Please be aware of that I am not advocating any tax avoidance strategies here as I am fully aware of the Australian anti-tax avoidance laws. I am merely asking if the director of an Australian controlled foreign company, or the company itself, is liable to pay any CGT on any shares/currencies/whatever that it "trades" in the international market. I.e active business trading

I am aware of the New International Tax Arrangements (Participation Exemption and Other Measures) Act 2004

http://www.ato.gov.au/print.asp?doc=/content/46869.htm

But it's all a bit complex to me so I am wondering if anyone here have prior knowledge and understanding of it could assist me.

Cheers!


----------



## Temjin (15 May 2007)

Does anyone know anything about the above?


----------



## FinalFantasy (16 May 2007)

I think if you are an Australian Citizen and you make a capital gain overseas then you should be liable to pay tax(in Australia) on that capital gain(from trading).

That is what I have heard before, whether it really is true or have changed I am not sure...


----------



## Stinger (16 May 2007)

Yes you msut declare it even if it hasnt been distributed - it is classified as CFC income (controlled foreign company income). 

Plenty of info on ATO website if you want to read further.


----------



## Temjin (16 May 2007)

Stinger said:


> Yes you msut declare it even if it hasnt been distributed - it is classified as CFC income (controlled foreign company income).
> 
> Plenty of info on ATO website if you want to read further.




Yes, that's what I am expecting as well. 

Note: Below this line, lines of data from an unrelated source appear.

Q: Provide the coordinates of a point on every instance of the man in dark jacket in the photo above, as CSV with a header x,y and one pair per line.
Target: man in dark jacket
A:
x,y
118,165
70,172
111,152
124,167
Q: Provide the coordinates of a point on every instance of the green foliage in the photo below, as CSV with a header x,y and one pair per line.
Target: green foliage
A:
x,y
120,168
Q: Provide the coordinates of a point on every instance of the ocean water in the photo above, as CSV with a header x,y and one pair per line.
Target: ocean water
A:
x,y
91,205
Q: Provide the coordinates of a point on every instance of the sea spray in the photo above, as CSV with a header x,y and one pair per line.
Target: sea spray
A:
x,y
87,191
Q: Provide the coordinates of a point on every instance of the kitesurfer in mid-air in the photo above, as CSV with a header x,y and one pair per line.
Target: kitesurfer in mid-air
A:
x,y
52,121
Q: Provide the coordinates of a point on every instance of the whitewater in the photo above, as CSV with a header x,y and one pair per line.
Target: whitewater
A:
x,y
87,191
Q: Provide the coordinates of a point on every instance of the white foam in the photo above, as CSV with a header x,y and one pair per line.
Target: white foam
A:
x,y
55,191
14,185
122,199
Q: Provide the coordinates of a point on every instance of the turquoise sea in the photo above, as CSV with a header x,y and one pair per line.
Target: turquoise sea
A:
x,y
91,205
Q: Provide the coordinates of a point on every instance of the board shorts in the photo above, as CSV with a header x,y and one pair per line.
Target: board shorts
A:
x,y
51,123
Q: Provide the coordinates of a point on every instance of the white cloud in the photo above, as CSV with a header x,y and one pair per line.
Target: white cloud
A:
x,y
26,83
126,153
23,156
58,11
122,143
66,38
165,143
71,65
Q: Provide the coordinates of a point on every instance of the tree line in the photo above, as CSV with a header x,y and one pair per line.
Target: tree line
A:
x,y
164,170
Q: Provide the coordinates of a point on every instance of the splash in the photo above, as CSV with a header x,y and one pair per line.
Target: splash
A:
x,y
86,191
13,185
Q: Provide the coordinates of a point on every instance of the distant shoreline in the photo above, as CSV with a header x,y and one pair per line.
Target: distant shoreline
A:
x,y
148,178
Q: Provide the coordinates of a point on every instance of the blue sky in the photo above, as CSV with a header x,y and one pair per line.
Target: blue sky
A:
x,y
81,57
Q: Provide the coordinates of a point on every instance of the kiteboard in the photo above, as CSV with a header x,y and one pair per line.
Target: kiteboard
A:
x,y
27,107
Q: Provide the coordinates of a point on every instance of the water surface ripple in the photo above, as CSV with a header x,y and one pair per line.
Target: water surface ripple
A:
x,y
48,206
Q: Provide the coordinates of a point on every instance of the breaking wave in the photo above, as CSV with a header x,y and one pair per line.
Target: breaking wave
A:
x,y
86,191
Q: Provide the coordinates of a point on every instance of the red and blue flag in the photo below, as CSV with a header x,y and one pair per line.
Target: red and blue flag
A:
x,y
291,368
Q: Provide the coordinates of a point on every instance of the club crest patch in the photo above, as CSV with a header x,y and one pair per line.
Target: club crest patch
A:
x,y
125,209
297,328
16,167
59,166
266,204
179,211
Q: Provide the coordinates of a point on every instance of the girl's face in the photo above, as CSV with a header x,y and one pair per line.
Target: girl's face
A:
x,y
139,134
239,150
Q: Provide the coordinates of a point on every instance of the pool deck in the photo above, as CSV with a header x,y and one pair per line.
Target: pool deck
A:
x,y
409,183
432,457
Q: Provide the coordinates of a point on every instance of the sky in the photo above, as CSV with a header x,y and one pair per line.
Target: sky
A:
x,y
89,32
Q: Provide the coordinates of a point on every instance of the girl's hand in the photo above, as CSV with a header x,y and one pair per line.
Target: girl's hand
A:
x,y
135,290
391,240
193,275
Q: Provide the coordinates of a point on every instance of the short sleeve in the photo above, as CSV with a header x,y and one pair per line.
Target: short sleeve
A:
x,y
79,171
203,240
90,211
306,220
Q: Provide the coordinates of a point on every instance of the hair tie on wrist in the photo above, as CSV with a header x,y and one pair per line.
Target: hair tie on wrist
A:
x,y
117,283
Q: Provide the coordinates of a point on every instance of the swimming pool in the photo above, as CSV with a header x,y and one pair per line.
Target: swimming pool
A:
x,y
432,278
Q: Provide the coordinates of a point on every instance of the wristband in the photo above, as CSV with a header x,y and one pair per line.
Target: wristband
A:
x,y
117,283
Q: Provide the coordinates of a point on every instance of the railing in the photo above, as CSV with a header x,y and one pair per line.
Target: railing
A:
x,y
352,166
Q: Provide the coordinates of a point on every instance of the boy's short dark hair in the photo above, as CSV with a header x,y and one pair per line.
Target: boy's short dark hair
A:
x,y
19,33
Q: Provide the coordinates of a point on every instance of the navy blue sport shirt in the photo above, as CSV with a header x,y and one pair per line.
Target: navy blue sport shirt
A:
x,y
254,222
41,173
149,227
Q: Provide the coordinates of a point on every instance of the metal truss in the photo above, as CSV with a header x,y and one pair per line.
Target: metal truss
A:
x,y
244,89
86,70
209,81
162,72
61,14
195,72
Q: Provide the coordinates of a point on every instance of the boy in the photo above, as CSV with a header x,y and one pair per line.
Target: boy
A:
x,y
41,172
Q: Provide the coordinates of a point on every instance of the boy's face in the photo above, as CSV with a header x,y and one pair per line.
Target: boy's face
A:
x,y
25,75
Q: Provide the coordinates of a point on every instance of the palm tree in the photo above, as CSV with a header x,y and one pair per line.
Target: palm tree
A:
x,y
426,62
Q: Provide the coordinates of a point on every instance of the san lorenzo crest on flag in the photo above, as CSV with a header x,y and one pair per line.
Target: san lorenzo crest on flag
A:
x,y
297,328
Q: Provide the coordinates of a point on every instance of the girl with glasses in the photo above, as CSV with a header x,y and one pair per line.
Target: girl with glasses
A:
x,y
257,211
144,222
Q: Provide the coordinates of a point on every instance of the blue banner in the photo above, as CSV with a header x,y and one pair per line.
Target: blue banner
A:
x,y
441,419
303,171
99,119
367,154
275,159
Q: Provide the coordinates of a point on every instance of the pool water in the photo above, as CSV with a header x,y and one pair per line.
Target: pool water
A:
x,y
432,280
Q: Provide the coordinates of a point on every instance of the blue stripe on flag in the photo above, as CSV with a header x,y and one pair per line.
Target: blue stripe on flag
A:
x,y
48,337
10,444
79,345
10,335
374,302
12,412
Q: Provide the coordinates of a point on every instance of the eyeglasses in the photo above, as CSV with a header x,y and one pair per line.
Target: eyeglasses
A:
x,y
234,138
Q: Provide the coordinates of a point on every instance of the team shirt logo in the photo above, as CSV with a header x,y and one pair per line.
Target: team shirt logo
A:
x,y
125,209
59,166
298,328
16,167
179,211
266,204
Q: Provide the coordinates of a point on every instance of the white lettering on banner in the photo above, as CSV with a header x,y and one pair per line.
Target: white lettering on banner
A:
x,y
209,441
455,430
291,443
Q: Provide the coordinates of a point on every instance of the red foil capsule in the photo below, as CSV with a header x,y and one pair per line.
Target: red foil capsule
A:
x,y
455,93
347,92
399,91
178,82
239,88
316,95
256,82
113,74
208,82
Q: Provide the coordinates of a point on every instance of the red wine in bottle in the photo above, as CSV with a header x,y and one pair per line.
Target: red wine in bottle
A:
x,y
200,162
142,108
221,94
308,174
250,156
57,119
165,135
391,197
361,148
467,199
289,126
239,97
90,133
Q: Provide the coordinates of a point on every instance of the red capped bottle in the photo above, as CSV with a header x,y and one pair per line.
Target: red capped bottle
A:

I guess there is almost nil tax advantage by using an offshore foreign company verse a local company when it comes to operating an investment/trading business. The company, local/foreign, will still have to pay the standard 30% company tax and at the same time, receive the same deduction for business expenses. 

But I guess there is an advantage of better asset protections and access to other international markets via the foreign entity. And perhaps less paper work to administrate, etc... 

Grrr, maybe it's time to move out of Australia, stupid tax law.


----------